1. What is an index number and why is it important in economic analysis?
Ans. An index number is a statistical measure that represents the relative change in a variable over time or across different entities. It is important in economic analysis as it helps economists and analysts assess trends in economic indicators such as prices, production, and consumption, allowing for better decision-making and policy formulation.
2. What are the different methods for constructing index numbers?
Ans. The main methods for constructing index numbers include the Simple Aggregative Method, Simple Average of Relatives, and the Weighted Method. Each method has its own approach to calculating the index number based on the nature of the data and the purpose of the analysis.
3. How does the Simple Aggregative Method work in constructing index numbers?
Ans. The Simple Aggregative Method calculates the index number by comparing the total value of a set of items in a given period to the total value of the same items in a base period. The formula typically involves summing the values for both periods and then dividing the current period's total by the base period's total, often multiplied by 100.
4. What is the significance of using a Weighted Method for index numbers?
Ans.

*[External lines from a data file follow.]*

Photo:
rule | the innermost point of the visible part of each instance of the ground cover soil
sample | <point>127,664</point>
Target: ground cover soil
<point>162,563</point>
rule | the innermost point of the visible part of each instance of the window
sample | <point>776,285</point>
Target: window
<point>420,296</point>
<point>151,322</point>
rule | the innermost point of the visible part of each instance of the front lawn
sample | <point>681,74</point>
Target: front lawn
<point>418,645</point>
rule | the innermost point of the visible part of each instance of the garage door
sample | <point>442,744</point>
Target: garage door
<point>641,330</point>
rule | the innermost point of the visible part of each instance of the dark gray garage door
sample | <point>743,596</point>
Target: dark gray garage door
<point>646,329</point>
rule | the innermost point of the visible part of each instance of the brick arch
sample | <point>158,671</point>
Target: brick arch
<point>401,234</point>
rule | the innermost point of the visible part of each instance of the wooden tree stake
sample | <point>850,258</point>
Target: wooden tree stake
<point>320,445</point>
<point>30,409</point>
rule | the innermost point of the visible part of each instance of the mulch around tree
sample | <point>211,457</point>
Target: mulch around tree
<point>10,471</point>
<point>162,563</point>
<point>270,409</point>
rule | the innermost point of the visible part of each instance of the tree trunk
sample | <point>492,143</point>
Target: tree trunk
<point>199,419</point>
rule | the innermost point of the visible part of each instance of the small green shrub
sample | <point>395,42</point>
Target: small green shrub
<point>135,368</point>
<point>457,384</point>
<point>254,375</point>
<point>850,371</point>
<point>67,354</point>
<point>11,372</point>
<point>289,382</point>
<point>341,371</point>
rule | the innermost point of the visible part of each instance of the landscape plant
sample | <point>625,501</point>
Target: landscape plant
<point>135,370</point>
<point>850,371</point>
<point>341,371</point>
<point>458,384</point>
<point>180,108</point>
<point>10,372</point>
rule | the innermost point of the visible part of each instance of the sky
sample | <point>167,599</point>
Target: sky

The Weighted Method is significant because it accounts for the relative importance of different items in the index calculation. By assigning weights to each item based on its significance or contribution to the overall index, this method provides a more accurate representation of changes in the overall index, particularly when dealing with heterogeneous data.
5. Can you explain the Simple Average of Relatives method for index numbers?
Ans. The Simple Average of Relatives method involves calculating the relative change for each item compared to a base period and then taking the average of these relatives. This method simplifies the process of understanding how individual items contribute to overall changes, making it useful for analyzing price changes or quantities over time.